Design/methodology/approach
A self‐administered questionnaire was designed using established scales to assess respondent reactions to a service failure by a university. The survey was completed by a sample of university students on an Australian university campus. ANOVA was used to compare differences between groups and regression was used to explore the relationship between attitudes and their complaining behaviours.
Findings
Australian students have a less positive attitude to complaining than Malaysian and Indonesian consumers. Contrary to expectations, “switching” behaviours were not revealed as a separate dimension of complaining behaviours, however switching was identified with online complaining as part of a new complaining dimension related to taking action outside of the organisation. Malaysian and Indonesian students are more likely to complain in this way. Surprisingly, Indonesian students are less likely to remain loyal to the service provider and Australian students were less likely to “voice” internally to the service provider.
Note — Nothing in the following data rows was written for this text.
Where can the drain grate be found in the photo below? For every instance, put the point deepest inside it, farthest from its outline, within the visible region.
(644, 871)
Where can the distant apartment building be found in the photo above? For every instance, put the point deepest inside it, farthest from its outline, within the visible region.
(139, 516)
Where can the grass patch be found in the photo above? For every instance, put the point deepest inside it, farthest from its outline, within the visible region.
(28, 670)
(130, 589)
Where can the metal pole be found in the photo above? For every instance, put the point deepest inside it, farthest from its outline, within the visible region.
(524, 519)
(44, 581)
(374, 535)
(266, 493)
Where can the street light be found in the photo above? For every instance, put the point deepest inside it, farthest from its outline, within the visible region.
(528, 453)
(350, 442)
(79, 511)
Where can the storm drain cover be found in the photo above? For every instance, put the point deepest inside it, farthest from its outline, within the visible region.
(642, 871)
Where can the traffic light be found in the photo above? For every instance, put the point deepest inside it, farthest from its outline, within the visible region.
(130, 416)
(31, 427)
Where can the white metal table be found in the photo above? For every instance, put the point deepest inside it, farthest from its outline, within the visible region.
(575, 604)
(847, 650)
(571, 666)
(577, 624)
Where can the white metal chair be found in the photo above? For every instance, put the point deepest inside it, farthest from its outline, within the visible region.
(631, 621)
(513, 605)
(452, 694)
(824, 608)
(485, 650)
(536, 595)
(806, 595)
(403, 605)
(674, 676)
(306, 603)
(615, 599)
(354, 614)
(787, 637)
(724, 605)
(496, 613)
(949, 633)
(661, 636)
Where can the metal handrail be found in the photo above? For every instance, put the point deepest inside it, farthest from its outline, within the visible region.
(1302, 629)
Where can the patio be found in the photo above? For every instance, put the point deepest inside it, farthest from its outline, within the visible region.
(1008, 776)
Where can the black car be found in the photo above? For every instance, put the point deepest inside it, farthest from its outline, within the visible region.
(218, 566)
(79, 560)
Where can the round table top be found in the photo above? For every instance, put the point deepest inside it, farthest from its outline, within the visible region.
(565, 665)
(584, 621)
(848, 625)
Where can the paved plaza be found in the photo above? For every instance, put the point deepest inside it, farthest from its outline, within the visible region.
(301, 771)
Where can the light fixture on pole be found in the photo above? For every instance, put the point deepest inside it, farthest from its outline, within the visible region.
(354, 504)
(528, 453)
Having a positive attitude to complaining was positively related to taking action outside the organisation and to voicing within the organisation, while negative attitudes to complaining were positively related to remaining loyal to the service provider for Australian and Malaysian students.
Research limitations/implications
The findings are limited to consumers of complex services such as University degrees. They are also limited to Indonesian, Malaysian and Australian consumers. Other service contexts, cultures and product failure situations should be investigated in the future.
Originality/value
This research bridges an inherent gap in the literature by exploring the complaining behavior of students in an Asia‐Pacific context. Service organisations can use the findings to better interpret and respond to complaining behavior by students from different nationalities. In particular, it helps faculty and university administrators to manage dissatisfied students from diverse national backgrounds and assists marketers to develop marketing initiatives and communication policies for the student recruitment process.